Array Slices and Interior Pointers

The D programming language has the concept of a slice. Slices are a neat way to do data processing with arrays but have a fundamental flaw, related to garbage collection, that I’ll explain here. I’ll also present a way that this flaw can be fixed.

This post assumes some familiarity with garbage collection.

Crash Course on Slices

I’m not going to explain slices in all their glory – see this instead. The short story is this: A slice is simply a length + pointer pair. The pointer points to some arbitrary memory and the length specifies how many contiguous elements are at that location in memory. D does not really have arrays in the traditional sense. Consider this code:

int[] xs = [1, 2, 3, 4, 5];

The xs variable is not actually an array. It’s a slice with a length of 5 and a pointer to somewhere in memory. We can now do this:

int[] ys = xs[1 .. 4];

This is what slicing means and where the name slice comes from. The ys variable is now a slice with a length of 3 and a pointer to the second element in xs. Slices are especially beautiful in string processing code since you can pick off parts of a string easily.

The Problem with Slices

First, a thing to note: Slices are passed by value. This means that they are effectively a two-word struct being passed around. This is of course for efficiency reasons, since allocating a heap object for every slice would be unreasonably wasteful.

Now, consider that the pointer part of a slice can point to GC-managed memory. This means that the garbage collector has to scan it. This is not bad in itself, but let’s review the code above:

int[] ys = xs[1 .. 4];

As said, ys’s pointer is now pointing inside xs’s memory block.

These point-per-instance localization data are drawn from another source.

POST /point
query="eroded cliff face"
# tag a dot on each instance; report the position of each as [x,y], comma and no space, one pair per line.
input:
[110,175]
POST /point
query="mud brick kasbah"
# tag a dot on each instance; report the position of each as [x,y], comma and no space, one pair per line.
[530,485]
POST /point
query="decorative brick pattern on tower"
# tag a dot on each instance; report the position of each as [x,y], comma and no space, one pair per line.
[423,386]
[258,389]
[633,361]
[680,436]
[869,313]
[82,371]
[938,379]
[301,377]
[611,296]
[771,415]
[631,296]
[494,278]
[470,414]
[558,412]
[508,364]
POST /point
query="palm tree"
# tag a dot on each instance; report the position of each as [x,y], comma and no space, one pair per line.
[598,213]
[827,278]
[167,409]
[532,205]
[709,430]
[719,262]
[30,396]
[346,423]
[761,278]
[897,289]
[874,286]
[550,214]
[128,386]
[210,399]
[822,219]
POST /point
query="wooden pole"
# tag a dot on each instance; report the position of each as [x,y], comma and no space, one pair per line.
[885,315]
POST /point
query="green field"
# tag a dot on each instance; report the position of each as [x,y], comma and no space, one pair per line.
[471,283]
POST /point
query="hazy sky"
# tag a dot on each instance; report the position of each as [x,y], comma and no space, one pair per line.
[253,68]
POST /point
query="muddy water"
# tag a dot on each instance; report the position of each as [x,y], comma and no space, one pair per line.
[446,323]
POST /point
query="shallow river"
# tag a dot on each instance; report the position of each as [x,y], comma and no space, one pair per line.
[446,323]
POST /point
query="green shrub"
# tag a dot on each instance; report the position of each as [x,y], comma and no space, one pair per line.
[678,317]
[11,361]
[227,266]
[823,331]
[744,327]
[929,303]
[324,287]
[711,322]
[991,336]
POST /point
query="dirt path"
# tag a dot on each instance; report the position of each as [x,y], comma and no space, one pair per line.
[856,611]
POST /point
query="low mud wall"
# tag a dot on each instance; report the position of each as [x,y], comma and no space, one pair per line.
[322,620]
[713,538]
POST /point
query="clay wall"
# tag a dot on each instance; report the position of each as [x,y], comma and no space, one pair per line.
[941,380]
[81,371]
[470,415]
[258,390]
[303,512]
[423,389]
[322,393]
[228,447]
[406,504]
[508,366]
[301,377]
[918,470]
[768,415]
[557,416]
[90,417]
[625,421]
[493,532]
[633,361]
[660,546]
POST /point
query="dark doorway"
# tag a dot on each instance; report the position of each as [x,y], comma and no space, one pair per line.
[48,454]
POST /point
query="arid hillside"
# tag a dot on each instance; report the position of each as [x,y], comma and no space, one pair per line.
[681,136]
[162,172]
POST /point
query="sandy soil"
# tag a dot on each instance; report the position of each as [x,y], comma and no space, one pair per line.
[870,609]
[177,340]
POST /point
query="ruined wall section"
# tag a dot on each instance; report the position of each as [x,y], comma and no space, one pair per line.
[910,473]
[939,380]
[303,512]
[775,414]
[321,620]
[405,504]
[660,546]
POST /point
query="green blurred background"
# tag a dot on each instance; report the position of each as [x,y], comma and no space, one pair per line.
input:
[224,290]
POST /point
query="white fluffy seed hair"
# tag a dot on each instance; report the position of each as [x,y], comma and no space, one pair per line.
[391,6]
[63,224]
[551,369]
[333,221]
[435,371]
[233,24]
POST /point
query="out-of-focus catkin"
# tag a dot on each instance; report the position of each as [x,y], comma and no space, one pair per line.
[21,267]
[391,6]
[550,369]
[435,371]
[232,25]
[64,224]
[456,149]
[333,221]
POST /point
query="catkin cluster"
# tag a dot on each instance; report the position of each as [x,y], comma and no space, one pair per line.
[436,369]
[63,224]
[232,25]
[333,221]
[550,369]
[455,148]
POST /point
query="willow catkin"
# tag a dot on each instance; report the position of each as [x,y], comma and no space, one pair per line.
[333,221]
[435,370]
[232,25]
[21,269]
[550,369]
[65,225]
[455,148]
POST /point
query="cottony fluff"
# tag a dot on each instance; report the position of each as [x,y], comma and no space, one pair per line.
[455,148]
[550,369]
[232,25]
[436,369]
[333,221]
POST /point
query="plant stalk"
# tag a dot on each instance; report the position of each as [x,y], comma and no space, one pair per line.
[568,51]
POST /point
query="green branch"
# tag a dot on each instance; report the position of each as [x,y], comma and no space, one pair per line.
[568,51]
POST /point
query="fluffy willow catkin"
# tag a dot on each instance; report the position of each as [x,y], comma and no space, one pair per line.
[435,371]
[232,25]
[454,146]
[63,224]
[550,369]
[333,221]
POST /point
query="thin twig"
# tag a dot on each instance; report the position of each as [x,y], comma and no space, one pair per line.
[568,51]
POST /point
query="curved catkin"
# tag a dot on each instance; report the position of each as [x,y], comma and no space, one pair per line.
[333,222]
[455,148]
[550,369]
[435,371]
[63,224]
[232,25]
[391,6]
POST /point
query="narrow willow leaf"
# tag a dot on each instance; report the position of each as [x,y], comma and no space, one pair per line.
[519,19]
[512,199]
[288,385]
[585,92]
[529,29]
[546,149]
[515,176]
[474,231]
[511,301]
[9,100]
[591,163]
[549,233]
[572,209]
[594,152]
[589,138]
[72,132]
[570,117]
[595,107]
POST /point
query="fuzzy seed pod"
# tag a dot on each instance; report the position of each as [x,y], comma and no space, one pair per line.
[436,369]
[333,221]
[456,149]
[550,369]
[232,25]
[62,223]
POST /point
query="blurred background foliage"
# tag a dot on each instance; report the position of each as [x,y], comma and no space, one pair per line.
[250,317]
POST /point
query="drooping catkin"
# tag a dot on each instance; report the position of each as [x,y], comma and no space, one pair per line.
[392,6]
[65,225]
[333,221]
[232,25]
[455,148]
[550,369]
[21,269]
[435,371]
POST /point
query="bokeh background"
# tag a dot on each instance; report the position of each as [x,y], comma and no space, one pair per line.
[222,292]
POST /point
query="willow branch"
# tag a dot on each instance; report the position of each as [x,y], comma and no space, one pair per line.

We have an interior pointer. This forces the garbage collector to not only scan slices conservatively, but also to assume that their pointer part can be an interior pointer. And this is for every single array/slice in a D program.

This is clearly a huge problem for type-precise garbage collection.

The Proposed Solution

Given an arbitrary slice pointing to any non-null memory, we want to be able to immediately tell whether that block of memory is GC-managed without having to do a heap range check on the slice’s pointer.

There is fundamentally only one way to solve this problem (without introducing unacceptable overhead) with two variations. It boils down to storing a pointer to the original memory block in the slice. This means that slices will become 3 words long. This is a significant change because it means an extra word to copy around when slices are passed between functions. On the other hand, I think the advantages it gives in garbage collection complexity (or rather, reduction thereof) outweigh that.

So, previously, slices look like this (assuming a word size of 8):

------  ------------
Offset  Value
------  ------------
0       Length
8       Pointer
------  ------------

In my scheme, slices look like this:

------  ------------
Offset  Value
------  ------------
0       Length
8       Base Pointer
16      Pointer
------  ------------

The base pointer here is the pointer to the start of the memory block. This ensures that the GC can trivially figured out that the memory is live. The pointer is then the (possibly interior) pointer to the relevant part of the memory block as in the old slice representation.

The other variation looks like this:

------  ------------
Offset  Value
------  ------------
8       Base Pointer
16      Offset
------  ------------

Here, offset means the offset into the base pointer to get the actual region of memory that the slice points to. This does mean a little extra work when doing indexing. It also assumes that the location the base pointer points to stores the memory block’s length. This scheme allows slices to work with arrays in the Common Language Infrastructure and other virtual machines. It would not work for plain D that compiles to native code, however.

I hope one of these variations can be worked into the D language. The current situation is highly problematic for garbage collection — and also prevents a D port to the .NET ecosystem — and needs to be addressed.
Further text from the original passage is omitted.